A ground-breaking approach to science education has made startling gains among inner-city students, traditionally one of the lowest-performing groups.
The program was launched by a high school chemistry teacher who made a startling discovery. “We found that our assumptions about our students were entirely incorrect. Rather than being unmotivated and uninterested, our students were actually very interested in chemistry! We found that many were doing research projects after school. Some had even built pharmaceutical laboratories in their homes. Our excitement was considerable to have such talented and motivated students.”
Looking for ways to tap into this large, self-motivated student body, the staff designed a curriculum using real-life examples that were familiar to the students. “Back when our curriculum examples used fuel and oxygen, our students struggled to understand the concept of limiting reagents. Now, with our examples of cough syrup and other common home-laboratory items, student interest has skyrocketed. Classroom attendance has doubled. Performance on standardized tests is among the best in the state – and that is a distinction that few inner-city educational systems can claim.”

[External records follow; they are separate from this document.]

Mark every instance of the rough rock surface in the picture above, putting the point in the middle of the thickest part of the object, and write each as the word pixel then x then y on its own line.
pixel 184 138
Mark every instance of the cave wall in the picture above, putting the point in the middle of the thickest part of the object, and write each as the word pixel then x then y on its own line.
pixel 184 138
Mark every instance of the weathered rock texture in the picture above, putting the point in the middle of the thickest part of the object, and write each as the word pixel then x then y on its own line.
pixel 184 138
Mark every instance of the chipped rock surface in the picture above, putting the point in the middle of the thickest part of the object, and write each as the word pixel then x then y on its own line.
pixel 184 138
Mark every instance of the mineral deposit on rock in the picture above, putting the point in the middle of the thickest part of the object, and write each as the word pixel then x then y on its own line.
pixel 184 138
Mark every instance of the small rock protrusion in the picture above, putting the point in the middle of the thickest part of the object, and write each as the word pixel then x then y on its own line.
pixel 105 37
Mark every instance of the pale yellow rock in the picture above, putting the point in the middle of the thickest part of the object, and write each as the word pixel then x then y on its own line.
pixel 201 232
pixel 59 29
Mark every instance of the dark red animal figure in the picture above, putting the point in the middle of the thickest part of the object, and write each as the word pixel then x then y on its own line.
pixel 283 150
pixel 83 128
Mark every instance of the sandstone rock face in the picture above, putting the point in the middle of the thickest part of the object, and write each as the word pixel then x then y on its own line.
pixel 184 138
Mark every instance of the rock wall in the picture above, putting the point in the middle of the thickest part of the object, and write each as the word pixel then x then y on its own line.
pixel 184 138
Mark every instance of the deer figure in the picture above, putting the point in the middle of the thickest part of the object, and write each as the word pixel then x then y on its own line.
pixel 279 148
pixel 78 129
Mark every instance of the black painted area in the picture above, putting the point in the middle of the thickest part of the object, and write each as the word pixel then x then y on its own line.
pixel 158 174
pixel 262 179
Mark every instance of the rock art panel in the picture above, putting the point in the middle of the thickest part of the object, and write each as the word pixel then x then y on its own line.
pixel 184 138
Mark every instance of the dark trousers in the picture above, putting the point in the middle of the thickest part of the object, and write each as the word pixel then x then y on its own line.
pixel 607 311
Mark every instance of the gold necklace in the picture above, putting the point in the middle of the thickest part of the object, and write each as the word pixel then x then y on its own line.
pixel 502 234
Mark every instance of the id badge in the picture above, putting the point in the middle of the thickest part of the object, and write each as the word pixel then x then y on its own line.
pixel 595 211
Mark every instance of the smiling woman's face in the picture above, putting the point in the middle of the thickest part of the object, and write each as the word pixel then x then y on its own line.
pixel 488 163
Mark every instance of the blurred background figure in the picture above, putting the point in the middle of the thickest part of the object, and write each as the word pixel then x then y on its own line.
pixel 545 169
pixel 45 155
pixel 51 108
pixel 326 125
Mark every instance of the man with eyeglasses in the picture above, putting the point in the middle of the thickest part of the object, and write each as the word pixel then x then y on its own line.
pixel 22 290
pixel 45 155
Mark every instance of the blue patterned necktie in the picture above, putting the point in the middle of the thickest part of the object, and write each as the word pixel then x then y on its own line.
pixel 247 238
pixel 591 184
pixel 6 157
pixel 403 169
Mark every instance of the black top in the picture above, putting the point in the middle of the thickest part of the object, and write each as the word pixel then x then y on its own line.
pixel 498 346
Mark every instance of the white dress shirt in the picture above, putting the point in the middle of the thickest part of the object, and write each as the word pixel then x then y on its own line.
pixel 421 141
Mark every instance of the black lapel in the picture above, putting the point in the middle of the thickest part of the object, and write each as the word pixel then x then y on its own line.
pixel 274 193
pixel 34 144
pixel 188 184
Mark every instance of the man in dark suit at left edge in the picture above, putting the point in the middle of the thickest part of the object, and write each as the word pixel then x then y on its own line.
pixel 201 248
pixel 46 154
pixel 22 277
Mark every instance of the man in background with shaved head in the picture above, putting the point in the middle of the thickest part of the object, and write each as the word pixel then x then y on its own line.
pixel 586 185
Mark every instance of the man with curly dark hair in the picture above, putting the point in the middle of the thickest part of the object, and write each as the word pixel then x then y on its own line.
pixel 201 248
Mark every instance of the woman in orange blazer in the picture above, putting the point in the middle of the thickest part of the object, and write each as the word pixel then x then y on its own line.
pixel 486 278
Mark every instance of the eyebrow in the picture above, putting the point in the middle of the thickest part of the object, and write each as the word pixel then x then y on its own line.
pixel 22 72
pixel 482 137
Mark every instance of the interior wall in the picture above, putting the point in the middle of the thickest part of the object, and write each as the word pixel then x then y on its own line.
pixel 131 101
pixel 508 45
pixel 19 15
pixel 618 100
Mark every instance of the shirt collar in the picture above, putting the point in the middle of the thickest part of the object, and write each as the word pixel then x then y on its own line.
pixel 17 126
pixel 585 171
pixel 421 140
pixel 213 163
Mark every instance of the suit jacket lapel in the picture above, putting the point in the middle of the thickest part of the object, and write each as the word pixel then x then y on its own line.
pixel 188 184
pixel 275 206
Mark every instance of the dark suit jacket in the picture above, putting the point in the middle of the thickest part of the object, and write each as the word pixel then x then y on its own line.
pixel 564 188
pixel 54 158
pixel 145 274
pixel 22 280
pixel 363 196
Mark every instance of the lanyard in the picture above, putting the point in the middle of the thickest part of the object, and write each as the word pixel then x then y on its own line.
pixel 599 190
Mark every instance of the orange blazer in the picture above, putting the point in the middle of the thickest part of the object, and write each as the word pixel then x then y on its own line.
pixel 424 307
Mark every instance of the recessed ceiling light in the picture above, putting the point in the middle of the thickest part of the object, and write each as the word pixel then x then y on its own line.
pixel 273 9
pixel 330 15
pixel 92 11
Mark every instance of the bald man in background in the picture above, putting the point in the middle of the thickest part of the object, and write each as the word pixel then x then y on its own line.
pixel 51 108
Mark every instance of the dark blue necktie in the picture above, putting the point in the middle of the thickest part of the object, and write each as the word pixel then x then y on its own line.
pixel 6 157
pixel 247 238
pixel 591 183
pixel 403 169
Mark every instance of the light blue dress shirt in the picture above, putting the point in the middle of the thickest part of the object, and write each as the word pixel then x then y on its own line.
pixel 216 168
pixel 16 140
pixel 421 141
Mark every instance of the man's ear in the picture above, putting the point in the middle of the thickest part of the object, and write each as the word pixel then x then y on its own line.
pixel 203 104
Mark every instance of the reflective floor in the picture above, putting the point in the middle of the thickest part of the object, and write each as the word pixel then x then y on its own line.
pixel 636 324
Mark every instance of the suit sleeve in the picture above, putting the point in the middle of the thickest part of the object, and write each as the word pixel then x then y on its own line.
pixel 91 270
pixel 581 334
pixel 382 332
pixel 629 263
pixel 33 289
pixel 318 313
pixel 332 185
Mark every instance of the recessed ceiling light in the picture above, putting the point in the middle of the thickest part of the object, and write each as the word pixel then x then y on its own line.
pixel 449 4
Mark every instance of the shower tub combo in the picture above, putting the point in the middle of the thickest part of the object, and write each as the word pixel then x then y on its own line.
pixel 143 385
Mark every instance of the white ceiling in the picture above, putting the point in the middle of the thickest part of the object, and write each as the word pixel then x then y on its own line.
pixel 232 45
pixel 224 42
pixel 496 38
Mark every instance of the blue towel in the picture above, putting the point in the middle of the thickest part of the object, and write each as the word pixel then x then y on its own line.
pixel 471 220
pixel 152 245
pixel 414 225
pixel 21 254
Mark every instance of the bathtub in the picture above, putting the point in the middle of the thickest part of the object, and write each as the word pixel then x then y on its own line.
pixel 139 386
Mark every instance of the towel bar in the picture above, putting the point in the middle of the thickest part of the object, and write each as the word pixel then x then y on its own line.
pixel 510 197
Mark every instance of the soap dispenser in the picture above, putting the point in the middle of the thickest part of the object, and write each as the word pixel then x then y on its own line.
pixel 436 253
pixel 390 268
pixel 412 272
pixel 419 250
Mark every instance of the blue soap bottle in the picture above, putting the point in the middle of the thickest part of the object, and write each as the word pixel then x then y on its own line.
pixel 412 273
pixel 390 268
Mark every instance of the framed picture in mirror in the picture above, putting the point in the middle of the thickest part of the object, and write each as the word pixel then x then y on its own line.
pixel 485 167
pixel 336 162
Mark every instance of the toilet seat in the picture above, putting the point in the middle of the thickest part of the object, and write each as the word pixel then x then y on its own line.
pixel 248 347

Another staff member added, “Quite a few of our students do advanced independent research. They have discovered on their own what we have long been trying to teach: that the scientific fields are very profitable and make a commendable career choice.” When asked about the potential for this program, he mentioned that the economics teacher and government teacher had also seen potential for increasing student interest by tapping into popular urban extra-curricular activities for real-life examples. "It's all about making education applicable."
The innovative program is being considered for several awards and for state funding and has been developed by the district as Advanced Pharmaceutical Research 1 (APR-1).